En muchos casos, el negocio no desaparece porque no tenga clientes, sino porque nunca se estableció un sistema adecuado de control financiero.
El reto no es solamente formalizar; es preparar para la formalización
No basta con recomendarle a una persona que se registre ante la DGII o constituya una compañía.
Antes de formalizarse, el emprendedor debe comprender cómo manejar su actividad.
Una formalización realizada sin educación financiera puede convertir las obligaciones fiscales en una fuente de estrés. En cambio, cuando el negocio se organiza previamente, el cumplimiento tributario pasa a formar parte natural de su administración.
Una base tributaria concentrada también representa un riesgo
Cuando una parte importante de la población trabaja o genera ingresos fuera de la formalidad, la recaudación termina descansando sobre un grupo reducido de asalariados, empresas y contribuyentes organizados.

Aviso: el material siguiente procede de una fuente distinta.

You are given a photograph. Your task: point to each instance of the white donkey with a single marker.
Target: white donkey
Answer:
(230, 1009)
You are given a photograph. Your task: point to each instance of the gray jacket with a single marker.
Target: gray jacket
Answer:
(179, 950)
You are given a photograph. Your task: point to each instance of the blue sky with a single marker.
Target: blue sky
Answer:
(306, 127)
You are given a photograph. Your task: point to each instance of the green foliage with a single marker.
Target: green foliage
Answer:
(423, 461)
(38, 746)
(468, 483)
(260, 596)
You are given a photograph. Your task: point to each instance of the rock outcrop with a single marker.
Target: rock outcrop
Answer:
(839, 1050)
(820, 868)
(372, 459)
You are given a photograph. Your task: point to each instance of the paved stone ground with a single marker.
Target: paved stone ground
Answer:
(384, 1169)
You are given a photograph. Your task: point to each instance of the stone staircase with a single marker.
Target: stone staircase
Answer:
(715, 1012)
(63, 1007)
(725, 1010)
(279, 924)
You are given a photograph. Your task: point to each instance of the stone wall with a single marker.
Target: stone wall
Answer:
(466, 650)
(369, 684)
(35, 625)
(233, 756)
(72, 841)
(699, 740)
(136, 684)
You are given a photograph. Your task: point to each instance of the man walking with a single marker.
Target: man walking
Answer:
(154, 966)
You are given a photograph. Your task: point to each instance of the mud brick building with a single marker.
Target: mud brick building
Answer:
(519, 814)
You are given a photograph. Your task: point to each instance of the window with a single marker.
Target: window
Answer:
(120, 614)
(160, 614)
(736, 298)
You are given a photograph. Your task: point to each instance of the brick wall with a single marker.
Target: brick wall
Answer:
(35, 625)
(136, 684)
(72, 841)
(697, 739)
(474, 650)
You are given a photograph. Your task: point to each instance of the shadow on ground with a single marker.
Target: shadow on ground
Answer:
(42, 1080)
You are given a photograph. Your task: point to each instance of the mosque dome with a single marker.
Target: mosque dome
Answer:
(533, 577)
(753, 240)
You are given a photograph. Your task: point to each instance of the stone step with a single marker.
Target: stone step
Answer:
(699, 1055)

El impuesto sobre la renta de los asalariados se retiene directamente a través de la nómina y se presenta mediante el formulario IR-3. Por esta razón, el trabajador formal se encuentra dentro de uno de los segmentos más fácilmente identificables y fiscalizables del sistema tributario.
Mientras tanto, una gran cantidad de actividades económicas puede permanecer parcial o totalmente fuera de los registros.
Esto provoca una desigualdad evidente: quienes están formalizados cumplen regularmente, mientras otros participan de la economía sin aportar en la misma proporción ni garantizar protección social para ellos o sus trabajadores.
Ampliar la base tributaria no debería significar perseguir indiscriminadamente al pequeño emprendedor. Debe implicar la creación de mecanismos sencillos, graduales y comprensibles que faciliten su incorporación al sistema.
El país necesita emprendedores, pero también empresas sostenibles
La República Dominicana necesita personas con iniciativa, creatividad y deseos de crecer. Necesita más emprendimientos, pero no negocios improvisados que dependan únicamente del esfuerzo diario de su propietario.
Un verdadero ecosistema emprendedor debe ayudar a transformar:
vendedores informales en comerciantes organizados;
trabajadores independientes en prestadores de servicios estructurados;
actividades de subsistencia en negocios rentables;
y pequeños negocios en futuras fuentes de empleo formal.
Para lograrlo, se requiere educación financiera, acompañamiento contable, acceso a tecnología, financiamiento adecuado y procesos de formalización menos complejos.
Emprender debe ser una decisión, no una salida desesperada
El aumento de personas interesadas en emprender puede ser una señal positiva de independencia y dinamismo económico. Pero también puede reflejar salarios insuficientes, dificultad para encontrar empleos de calidad y una creciente necesidad de generar ingresos adicionales.
Por eso, no debemos medir el desarrollo emprendedor únicamente por la cantidad de personas que venden productos o prestan servicios.
Debemos preguntarnos:
¿Cuántos de esos emprendimientos llevan registros?¿Cuántos conocen sus costos? ¿Cuántos generan beneficios reales?¿Cuántos pueden pagar seguridad social?¿Cuántos estarán operando dentro de tres o cinco años?
El reto del país no consiste simplemente en conseguir que más personas emprendan.
Consiste en lograr que esos emprendimientos se conviertan en negocios organizados, rentables, formales y sostenibles.
Porque cuando emprender significa únicamente buscar una forma de sobrevivir, no necesariamente estamos desarrollando un tejido empresarial más fuerte.
Pero cuando el emprendedor aprende a planificar, controlar, cumplir y crecer, deja de formar parte de la informalidad y comienza a construir una verdadera empresa.